The legal criteria remains the same. From the wide spectrum of Major Depression, Anxiety, Post Traumatic Stress Disorder, Bipolar Disorder, Agoraphobia, Panic Disorder, various forms of Paranoia, etc., the preparation, formulation and presentation of a Federal Disability Retirement application under FERS or CSRS remains the same:  Obtaining the proper and substantiating medical documentation; forming the narrative bridge between one’s psychiatric medical conditions and the impact upon one or more of the essential elements of one’s job; and making the proper legal arguments, etc.  

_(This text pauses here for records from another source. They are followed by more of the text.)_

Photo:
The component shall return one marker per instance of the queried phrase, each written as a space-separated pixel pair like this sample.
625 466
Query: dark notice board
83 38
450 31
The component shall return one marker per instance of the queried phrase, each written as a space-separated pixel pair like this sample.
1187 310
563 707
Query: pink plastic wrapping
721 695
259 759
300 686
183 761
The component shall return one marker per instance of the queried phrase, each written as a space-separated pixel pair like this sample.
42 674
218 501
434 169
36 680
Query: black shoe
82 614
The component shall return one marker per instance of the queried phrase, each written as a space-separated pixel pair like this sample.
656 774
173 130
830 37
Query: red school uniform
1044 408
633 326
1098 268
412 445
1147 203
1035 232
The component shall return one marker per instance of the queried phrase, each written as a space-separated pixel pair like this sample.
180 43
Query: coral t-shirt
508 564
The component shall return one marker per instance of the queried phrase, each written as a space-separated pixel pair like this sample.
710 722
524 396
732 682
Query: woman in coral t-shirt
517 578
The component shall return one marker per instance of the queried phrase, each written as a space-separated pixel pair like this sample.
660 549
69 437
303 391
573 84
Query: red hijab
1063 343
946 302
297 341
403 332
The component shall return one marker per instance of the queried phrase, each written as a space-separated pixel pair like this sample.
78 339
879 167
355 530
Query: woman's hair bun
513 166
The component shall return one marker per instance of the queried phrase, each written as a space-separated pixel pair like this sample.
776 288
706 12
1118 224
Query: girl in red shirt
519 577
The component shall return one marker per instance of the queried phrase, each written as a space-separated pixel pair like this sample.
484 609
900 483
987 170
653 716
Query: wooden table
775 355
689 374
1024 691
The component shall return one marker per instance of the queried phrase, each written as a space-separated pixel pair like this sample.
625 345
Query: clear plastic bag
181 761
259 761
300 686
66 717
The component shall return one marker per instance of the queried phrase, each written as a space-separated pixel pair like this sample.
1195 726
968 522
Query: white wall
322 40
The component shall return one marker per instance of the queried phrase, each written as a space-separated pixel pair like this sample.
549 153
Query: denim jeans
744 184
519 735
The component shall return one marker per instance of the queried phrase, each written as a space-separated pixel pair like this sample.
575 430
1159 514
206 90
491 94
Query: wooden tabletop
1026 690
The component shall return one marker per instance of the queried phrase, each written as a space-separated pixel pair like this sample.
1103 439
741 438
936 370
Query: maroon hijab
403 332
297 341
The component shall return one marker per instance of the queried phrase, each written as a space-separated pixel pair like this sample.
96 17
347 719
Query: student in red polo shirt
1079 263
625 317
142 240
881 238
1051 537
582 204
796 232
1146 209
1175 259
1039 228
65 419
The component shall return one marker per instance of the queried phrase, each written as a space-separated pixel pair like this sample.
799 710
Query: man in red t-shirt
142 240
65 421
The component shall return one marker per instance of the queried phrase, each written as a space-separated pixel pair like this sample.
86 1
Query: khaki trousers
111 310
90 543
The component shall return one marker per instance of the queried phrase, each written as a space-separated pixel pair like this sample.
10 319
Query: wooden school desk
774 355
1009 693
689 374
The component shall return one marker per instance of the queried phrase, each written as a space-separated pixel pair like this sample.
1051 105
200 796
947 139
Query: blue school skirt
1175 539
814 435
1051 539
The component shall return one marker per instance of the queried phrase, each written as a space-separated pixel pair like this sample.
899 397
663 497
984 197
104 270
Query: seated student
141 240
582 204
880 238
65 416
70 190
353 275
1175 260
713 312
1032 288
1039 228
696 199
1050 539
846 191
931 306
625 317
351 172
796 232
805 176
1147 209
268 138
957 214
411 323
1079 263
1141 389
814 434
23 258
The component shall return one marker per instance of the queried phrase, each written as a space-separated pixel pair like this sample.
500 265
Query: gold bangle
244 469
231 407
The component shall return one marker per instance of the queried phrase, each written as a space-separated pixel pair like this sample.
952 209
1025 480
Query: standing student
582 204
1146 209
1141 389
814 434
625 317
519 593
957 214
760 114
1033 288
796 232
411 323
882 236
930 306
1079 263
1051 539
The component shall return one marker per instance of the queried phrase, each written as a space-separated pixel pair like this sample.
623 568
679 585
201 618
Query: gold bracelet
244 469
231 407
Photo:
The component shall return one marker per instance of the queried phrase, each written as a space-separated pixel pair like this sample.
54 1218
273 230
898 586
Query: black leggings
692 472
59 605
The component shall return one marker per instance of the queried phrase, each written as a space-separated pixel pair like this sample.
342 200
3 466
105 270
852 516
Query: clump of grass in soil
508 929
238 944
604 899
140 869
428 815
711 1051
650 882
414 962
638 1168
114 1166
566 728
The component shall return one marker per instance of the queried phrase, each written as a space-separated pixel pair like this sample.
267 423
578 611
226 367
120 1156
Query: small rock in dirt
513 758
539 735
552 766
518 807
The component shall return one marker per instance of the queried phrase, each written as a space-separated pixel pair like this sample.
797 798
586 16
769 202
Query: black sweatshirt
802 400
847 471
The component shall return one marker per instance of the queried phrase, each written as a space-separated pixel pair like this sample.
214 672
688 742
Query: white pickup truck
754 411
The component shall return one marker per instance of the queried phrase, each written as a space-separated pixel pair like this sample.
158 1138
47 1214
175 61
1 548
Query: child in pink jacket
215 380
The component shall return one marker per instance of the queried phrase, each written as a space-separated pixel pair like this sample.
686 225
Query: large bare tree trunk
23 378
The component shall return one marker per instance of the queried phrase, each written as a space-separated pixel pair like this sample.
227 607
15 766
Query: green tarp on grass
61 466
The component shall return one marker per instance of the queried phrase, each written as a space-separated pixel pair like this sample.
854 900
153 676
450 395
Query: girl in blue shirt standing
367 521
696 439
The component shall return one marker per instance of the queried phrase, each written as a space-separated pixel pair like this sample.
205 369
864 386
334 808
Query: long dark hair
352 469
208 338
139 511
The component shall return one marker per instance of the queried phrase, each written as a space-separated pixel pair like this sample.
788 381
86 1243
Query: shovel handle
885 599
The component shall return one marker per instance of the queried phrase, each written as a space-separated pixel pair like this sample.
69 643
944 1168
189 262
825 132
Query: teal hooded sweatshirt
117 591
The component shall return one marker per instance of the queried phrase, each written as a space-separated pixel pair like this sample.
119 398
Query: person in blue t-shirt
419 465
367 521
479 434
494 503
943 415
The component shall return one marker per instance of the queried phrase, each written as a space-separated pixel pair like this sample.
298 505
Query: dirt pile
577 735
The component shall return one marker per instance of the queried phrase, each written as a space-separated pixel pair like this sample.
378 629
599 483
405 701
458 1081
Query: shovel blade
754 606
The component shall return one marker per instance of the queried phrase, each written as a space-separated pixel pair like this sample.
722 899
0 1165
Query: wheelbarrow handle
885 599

Ultimately, one must approach Psychiatric medical conditions in the same manner as non-psychiatric, physical conditions:  by preparing, formulating and filing an excellent narrative presentation of a Federal Disability Retirement application under either FERS or CSRS.

Sincerely,

Robert R. McGill, Esquire

Disability Retirement for Federal Government Employees: Stress

“Stress” is always the “problem child” in a Federal Disability Retirement application under FERS or CSRS.  If a Federal or Postal employee is no longer able to perform one or more of the essential elements of one’s job because of an intolerance to a certain level of stress, then certainly it should be considered as a basis for preparing, formulating and filing a Federal Disability Retirement application, either under FERS or CSRS.  However, treatment modalities must be engaged — normally, via a psychiatrist or psychotherapy.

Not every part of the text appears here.